The is my blog on masks. I hope it can be posted. Thank you, Norma Brumbaugh
To this day, I wear a mask hiding how I truly feel and who I truly am. Before in the past, I’d help everyone in need and love everyone the same. It takes alot even cracking my most inner thoughts to actually have me share my feelings with anyone. I don’t know what it feels to share anything with anyone and disconnecting myself by deleting social networks and disconnecting from friends while also hiding the truth of a decision I made months ago and not tell anyone as to why I did it since its something I cannot begin to share with anyone since I do not trust people and the fear of being found out has the walls surrounding my heart even thicker and further more it makes my pride go to a new high.
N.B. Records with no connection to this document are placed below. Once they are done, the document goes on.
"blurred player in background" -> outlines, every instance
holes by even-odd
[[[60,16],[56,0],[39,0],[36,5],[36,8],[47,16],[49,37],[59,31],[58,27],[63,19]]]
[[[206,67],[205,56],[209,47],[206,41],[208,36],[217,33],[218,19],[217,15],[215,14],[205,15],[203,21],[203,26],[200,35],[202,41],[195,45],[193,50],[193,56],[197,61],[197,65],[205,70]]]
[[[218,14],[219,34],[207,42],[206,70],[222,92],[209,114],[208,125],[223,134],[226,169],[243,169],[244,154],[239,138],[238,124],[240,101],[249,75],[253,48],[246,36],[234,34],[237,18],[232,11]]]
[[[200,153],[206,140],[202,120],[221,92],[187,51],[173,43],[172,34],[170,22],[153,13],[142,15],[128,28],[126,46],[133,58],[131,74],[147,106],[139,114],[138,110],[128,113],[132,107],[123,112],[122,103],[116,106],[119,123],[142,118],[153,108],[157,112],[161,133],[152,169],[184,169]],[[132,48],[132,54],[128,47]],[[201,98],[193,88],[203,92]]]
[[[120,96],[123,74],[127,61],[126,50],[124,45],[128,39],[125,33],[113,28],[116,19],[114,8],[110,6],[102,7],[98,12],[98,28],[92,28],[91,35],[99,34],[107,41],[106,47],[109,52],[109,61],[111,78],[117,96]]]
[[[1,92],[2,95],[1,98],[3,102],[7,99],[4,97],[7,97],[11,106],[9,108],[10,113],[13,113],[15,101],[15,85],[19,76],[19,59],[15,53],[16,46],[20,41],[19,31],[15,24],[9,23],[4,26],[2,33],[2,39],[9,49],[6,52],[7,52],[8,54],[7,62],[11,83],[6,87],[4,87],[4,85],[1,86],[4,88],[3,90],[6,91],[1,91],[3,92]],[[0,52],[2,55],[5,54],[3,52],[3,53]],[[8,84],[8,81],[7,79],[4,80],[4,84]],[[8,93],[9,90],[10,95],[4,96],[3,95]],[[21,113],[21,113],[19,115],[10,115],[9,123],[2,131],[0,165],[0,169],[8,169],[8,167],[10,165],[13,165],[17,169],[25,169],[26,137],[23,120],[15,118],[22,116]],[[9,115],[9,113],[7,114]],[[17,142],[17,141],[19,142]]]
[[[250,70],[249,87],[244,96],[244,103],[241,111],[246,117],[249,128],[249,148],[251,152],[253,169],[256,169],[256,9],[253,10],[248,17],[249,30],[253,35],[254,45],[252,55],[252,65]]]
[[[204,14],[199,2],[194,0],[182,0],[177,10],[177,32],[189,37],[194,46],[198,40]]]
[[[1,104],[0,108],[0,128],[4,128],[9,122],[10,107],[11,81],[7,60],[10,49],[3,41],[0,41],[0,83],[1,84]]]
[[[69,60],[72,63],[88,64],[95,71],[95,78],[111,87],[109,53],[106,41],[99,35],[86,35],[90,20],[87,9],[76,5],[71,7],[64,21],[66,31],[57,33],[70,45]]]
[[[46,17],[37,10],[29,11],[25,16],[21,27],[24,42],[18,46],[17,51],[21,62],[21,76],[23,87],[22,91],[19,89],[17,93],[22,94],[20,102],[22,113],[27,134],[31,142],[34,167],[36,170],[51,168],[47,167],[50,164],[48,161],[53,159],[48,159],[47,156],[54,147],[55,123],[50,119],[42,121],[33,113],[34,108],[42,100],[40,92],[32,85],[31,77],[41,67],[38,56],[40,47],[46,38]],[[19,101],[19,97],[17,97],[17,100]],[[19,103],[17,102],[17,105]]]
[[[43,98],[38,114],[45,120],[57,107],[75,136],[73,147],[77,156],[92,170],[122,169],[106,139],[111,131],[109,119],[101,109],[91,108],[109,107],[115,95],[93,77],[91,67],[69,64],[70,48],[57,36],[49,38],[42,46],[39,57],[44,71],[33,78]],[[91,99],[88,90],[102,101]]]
Thank you Jo Ann for this article!
Father, I just lift up this precious soul to you. Strengthen Raul to be able to finally lay this burden @ your feet. Give comfort & healing where it is needed. Thank you for the opportunity of this place in which we can come together for the soul purpose of loving on & supporting each other. Father, only you know the when & the how of each of us finding our voices & in so doing, gain new freedoms. I ask that you would come against all fear of being found out. Instead give Raul a new boldness to speak. Provide ones with whom trust can finally be found. Use each of us Father to be that safe place to land, that harbor in the storm where we can hold each other up until the winds of destruction & fear have subsided. Give each of us an extra measure of your compassion & love for us as we journey forth on the road to breaking down walls that surround our inner most hearts & hold us captive. Cause the walls to come crashing down. Release us into all that you have for us. In Jesus Mighty Name. Amen & Amen!!!
We love you Raul ~~ This is a place of safety. Thank you JoAnn for providing this place. I know it was divinely directed.
Hello, I was researching a topic for my women’s ministry and stumbled upon this article. It blessed me. I have been personally struggling with myself, and trying to see what and who I am. The mask I continue to hid behind and why? I consciously thought this would be helpful for the women in my church it would be best to address the issue as a whole. Thank you for the article!!!!